Investors should be wary of high- yield borrowers as slowing growth in Asia threatens profitability, according to Pacific Investment Management Co., manager of the world’s biggest fixed-income fund.
Companies in Asia outside Japan almost tripled junk bond sales to $19.2 billion this year compared with $6.85 billion during the same period in 2012, data compiled by Bloomberg show. China’s economy will slow to average 6 percent to 7.5 percent annual expansion during the next five years from 9 percent the past five, weighing on the region’s growth, according to a report from Newport Beach, California-based Pimco.

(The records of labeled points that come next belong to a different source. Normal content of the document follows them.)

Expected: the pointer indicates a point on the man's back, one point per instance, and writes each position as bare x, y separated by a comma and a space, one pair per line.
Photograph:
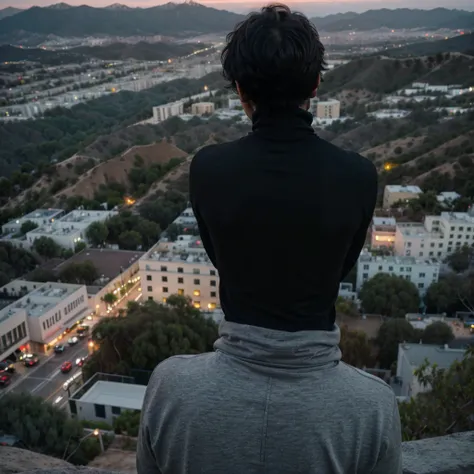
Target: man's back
283, 215
268, 402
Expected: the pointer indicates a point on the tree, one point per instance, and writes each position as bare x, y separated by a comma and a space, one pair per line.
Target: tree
80, 246
347, 307
442, 296
84, 273
110, 298
356, 349
461, 259
45, 428
147, 335
389, 295
130, 240
392, 333
437, 333
27, 226
97, 233
46, 247
447, 408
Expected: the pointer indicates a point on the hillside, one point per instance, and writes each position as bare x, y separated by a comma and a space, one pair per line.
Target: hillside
400, 18
9, 11
458, 44
388, 75
142, 51
184, 19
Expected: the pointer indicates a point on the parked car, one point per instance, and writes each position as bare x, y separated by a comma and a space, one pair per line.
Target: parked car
7, 366
80, 361
30, 360
5, 379
66, 367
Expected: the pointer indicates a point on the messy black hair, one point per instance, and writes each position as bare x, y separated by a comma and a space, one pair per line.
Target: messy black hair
275, 56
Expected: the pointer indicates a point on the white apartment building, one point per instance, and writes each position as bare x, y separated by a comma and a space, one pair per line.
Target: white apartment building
438, 236
165, 111
182, 268
70, 229
412, 356
14, 333
422, 273
383, 232
39, 217
394, 193
50, 310
202, 108
325, 109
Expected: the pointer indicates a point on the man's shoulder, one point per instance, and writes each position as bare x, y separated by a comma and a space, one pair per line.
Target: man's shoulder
347, 158
366, 384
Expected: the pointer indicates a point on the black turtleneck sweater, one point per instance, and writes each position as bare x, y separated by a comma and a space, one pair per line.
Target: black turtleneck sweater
283, 216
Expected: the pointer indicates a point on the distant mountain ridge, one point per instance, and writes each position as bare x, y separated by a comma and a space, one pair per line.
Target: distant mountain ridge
191, 18
184, 19
400, 18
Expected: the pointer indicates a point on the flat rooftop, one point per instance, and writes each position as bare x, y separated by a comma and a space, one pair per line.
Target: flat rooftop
86, 216
42, 214
395, 188
443, 358
367, 257
116, 394
41, 300
109, 263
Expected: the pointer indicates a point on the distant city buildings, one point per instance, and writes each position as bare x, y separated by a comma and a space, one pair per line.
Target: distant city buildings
70, 229
383, 232
421, 272
40, 318
412, 356
202, 108
394, 193
437, 236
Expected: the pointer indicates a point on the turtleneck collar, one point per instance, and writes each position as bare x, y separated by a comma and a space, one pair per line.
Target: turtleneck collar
302, 349
294, 123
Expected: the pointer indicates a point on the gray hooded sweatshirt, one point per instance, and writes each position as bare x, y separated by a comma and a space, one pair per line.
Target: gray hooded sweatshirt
268, 402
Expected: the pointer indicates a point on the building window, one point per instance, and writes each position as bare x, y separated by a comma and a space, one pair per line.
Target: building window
72, 407
99, 411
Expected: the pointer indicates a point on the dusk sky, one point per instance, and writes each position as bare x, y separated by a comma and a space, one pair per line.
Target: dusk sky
313, 7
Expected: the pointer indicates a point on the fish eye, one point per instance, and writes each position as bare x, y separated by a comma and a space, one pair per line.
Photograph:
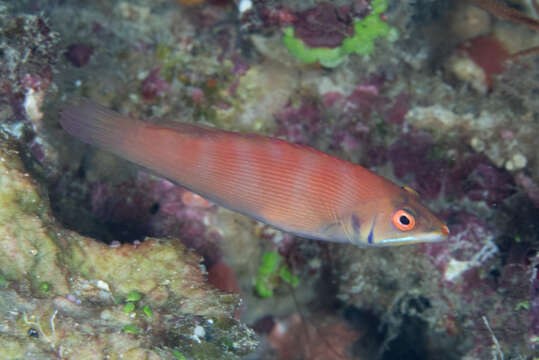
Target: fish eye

“The slow-growth landscape favors higher-quality credits and warrants caution on higher yielding names that could become impaired in an environment where profits will be challenged,” Tokyo-based Tomoya Masanao, the head of portfolio management for Japan, wrote in the report due for release today. “The emphasis should move away from risk assets that have benefited purely from the central bank liquidity wave in which valuations have become detached from fundamentals.”
Investors redeemed more than $6 billion from high-yield bond funds in the week to June 5 and fixed-income funds posted their biggest weekly outflows on record amid speculation the Federal Reserve may slow asset purchases, which have fueled flows into emerging markets, data from EPFR Global show.
Treasuries are “the place to be,” Bill Gross, Pimco’s co- chief investment officer, said June 6, after raising holdings of U.S. government debt in his Pimco Total Return Fund to 39 percent as of April 30, the highest level since July 2010. Gross predicted the three-decade bull market in bonds probably ended at the end of April.
Yields on speculative-grade notes from companies in emerging markets in Asia fell to an all-time low of 6.38 percent last month, helping to boost issuance, before surging to 7.51 percent as of June 10, according to Bank of America Merrill Lynch indexes.
High-yield bonds, also known as non-investment grade, speculative-grade or junk, hold ratings lower than BBB- from Standard & Poor’s and Fitch Ratings Ltd., or the equivalent Baa3 from Moody’s Investors Service.
The cost of insuring corporate and sovereign bonds in Asia against non-payment surged to the highest since September today, according to traders of credit-default swaps.